NOTE: This tutorial is based on Rstudio 1.2.1335 and R 3.6.1, the latest version of both. Almost all steps should work identically on older versions, but there may be issues installing some packages. In this case, I recommend updating your version of R unless you have a specific reason not to.
The first step to any organized R project is to create a new Rstudio project. A project keeps all your different scripts and results together in a single directory. It also separates saved variables, so when you are switching between different projects you aren’t accidentally using the same variables between them.
In Rstudio, select File->New Project
Then select “New Directory”.
Click on “New Project”.
Enter directory name “biol525d” and put it somewhere you can get to. In my case, I put it on the Desktop directory. Finally, click “Create Project”.
After it has been created, move your “analysis” and “vcf” directory into your biol525d project directory so you have easy access to those files.
You’re now in your Rstudio Project and the next step is to install the tidyverse package, which includes a suite of tools for manipulating data and plotting.
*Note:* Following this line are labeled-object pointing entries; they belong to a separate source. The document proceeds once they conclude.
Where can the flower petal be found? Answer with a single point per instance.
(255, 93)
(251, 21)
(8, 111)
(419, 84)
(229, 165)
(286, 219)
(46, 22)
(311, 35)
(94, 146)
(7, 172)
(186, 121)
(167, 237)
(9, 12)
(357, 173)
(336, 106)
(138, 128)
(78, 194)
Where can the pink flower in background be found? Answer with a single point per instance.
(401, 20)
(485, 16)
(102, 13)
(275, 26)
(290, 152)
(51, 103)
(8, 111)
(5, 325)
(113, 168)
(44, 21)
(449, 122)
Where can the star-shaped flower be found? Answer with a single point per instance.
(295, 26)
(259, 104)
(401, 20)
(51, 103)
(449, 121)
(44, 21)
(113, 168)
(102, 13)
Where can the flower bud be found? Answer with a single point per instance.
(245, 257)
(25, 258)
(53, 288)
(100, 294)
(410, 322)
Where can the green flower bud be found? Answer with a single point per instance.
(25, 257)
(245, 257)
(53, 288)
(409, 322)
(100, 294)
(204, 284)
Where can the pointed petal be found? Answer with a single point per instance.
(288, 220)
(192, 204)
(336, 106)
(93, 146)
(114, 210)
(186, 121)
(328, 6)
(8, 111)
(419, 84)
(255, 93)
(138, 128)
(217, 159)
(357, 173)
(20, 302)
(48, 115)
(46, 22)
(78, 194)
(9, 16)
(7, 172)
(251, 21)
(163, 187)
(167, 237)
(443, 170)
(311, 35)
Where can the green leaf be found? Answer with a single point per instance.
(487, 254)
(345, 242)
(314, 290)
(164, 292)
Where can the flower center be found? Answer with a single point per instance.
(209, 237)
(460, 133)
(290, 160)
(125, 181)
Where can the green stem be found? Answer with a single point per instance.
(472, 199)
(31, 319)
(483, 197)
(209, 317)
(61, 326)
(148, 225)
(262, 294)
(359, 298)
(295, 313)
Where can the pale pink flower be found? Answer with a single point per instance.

The examples today will be focused on tidyverse solutions to problems. One key feature of the tidyverse world is the use of “%>%” to pipe data between commands. This functions similar to “|” in the commandline and helps put together strings of commands that are work together and are easy to understand.
#install.packages("tidyverse")
library(tidyverse)
We calculated cluster assignment for each sample at different values of K. Lets try loading up a single output file. We’ll also need to keep track of the sample names.
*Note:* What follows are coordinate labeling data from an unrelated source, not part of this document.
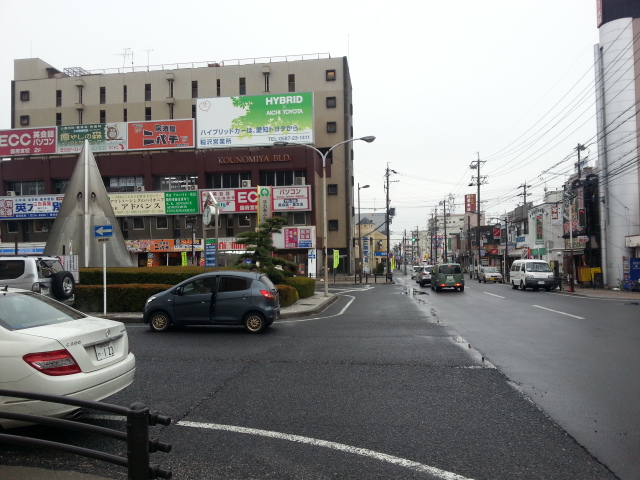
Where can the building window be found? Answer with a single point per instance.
(299, 218)
(138, 223)
(228, 180)
(244, 220)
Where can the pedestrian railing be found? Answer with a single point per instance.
(139, 446)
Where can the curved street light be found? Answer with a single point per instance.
(324, 156)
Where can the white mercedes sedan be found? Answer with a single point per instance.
(48, 347)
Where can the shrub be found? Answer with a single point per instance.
(305, 286)
(288, 295)
(120, 298)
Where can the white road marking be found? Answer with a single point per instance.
(556, 311)
(321, 318)
(493, 295)
(418, 467)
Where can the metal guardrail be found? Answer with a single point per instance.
(139, 446)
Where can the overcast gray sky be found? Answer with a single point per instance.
(437, 82)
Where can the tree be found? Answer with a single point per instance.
(261, 243)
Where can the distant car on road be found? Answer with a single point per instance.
(423, 276)
(489, 274)
(447, 275)
(216, 298)
(48, 347)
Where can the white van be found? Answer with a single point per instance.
(534, 274)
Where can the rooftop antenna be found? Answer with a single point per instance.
(125, 53)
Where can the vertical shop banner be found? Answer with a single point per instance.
(211, 252)
(28, 141)
(103, 137)
(264, 204)
(295, 237)
(30, 206)
(254, 120)
(160, 135)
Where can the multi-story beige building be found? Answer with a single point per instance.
(156, 98)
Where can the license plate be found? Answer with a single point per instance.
(104, 350)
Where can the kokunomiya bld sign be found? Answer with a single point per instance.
(254, 120)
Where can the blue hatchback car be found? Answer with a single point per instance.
(216, 298)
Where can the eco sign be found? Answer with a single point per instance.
(254, 120)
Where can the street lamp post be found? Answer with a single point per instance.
(324, 156)
(360, 256)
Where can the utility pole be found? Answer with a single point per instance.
(388, 173)
(478, 180)
(579, 149)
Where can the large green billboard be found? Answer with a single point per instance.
(254, 120)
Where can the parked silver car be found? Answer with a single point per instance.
(216, 298)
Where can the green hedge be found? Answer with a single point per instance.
(305, 286)
(120, 298)
(288, 295)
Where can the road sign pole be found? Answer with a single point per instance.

samplelist <- read.table("analysis/Chinook_GWAS_fiiltered_fixedsamps_LDpruned.fam", header=F)
class(samplelist) #its useful to keep checking how your data is being treated - here its a DF
#all of these columns except the first aren't useful to us - all we need is the order of sample names.
samplelist <- samplelist[,1] #this is called *INDEXING*
class(samplelist) #after subset, its just a vector of "character" sample names, so its no longer a DF
#read in admixture results
read_delim("analysis/Chinook_GWAS_filtered_fixedsamps_numericChr_LDpruned.2.Q",
col_names = paste0("Q",seq(1:2)),
delim=" ")
For this last command, we’re using the read_delim function which requires column names. Since the data file doesn’t have any column names, we have to specify them and we’re using a combination of paste and seq to produce “Q1”, “Q2”. We could have hard coded it c(“Q1”,”Q2”) but this way it works for an arbitrary number of columns just by changing the second value in seq().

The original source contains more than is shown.